I used to be one of them before I started wearing this hair shirt.
Without telling me first, my husband made arrangements for me to fly to California to see our daughter and her family. He likes doing stuff like this – surprises for birthdays, which is what this was, long ramp-ups to Christmas presents, weeks of hints and misleading innuendo so one firmly believes one is getting a dog but instead gets a necklace. Just a few days ago while I was going through yet another box of ‘keepsakes’ from the attic, I found a two-page birthday poem he’d written thirty years ago which would clearly lead one to believe he’d bought me a new chair but I remember no such chair. It was probably a book or a car. God only knows.

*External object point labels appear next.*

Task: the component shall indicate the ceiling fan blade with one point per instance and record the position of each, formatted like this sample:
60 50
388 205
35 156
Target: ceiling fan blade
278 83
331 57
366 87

His gift shenanigans aside, he clearly means to push me out of the nest. That’s what this solo trip is about. He thinks I’ve gotten too comfortable with my long-suffering, hair shirt-wearing self. And that I need to bust out, remember how to get on a plane and go somewhere by myself, you know, like a grown-up, llike a person in the world. I get it. My dad threw me off the end of the dock so I would learn how to swim, so you could say I’ve had experience with not having my fears indulged by important men in my life.
There seems to be just a snippet of blue sky on the horizon. Maybe the clouds will clear and I can see some oif the earth from up here. Seeing the desert or mountains or farms or whatever they have down there would be lovely, hypnotizing. That would be good. I’m not going to drown up here.